Sources told THEWILL that the backlog, which have been accumulating from the third quarter of 2014, increased after Governor Ifeanyi Okowa allegedly reneged in the state government systemic augmentation of the council’s wage bills.

It was not clear what could have led to the policy overhaul by the Okowa-led administration, but sources said that paucity of funds in the state and decline in monthly allocations from the federal government to the state and councils was responsible.

Credible Government House sources added that the shortfall to the local councils allocation were usually augmented by the previous administration by N700million monthly for the 25 local councils, translating to about N28million per council but the Okowa administration had stopped the policy.

THEWILL learnt that from the last bailout fund released by the federal government to the states, of which Delta state benefited, what the councils got from the state government was only able to clear three months salaries arrears on the average.

The sources disclosed that the wage bills of the councils are put purportedly at N55million, meaning that the monthly wage bill of the 25 local government is N1.35billion, cumulatively, this translates that the councils are indebted to workers to the tune of N8.415billion naira as at March 2016,

The state government, according to sources is currently searching for ghost workers around the local councils through its biometric data capturing exercise as part of government effort to mitigate the burden of backlog of debt owned the councils.
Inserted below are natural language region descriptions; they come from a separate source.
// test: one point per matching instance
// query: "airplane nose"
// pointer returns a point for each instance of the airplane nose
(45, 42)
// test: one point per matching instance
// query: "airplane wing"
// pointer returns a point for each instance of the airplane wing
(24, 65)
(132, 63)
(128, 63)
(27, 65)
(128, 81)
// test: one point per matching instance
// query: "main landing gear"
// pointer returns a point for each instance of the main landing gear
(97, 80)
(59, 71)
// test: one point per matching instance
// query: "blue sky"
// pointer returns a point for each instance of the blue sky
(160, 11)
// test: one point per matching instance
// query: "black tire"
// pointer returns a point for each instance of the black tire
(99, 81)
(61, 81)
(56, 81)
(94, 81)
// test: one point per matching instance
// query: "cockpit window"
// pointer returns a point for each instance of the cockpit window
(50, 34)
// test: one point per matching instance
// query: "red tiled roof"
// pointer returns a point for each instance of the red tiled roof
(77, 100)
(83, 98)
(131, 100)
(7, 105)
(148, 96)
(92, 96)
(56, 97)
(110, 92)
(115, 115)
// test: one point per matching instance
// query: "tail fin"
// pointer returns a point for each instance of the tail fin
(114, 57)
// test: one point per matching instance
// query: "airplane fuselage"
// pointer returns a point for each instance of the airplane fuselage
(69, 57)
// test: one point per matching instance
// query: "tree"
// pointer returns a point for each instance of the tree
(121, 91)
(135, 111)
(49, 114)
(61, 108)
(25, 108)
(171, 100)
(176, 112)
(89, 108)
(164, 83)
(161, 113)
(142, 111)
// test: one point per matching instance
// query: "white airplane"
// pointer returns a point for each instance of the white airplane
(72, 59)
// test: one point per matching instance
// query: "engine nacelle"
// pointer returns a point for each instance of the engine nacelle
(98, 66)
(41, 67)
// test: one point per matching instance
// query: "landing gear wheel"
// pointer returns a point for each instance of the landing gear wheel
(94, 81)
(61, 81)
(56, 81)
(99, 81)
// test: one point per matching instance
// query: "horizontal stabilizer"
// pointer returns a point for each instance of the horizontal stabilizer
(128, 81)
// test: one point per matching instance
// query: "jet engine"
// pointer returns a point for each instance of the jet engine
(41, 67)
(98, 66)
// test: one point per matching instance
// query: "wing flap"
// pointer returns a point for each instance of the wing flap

It could be recalled that Governor Okowa had few weeks ago raised the alarm over ghost working in the state civil service following a purported report by committee conducting biometric exercise across all sector of the state.

The governor had specifically during a meeting with public secondary school principals across the State revealed that 28 strange names, 38 dead principals, and 15 retired or absconded teachers are still on the payroll of the State government.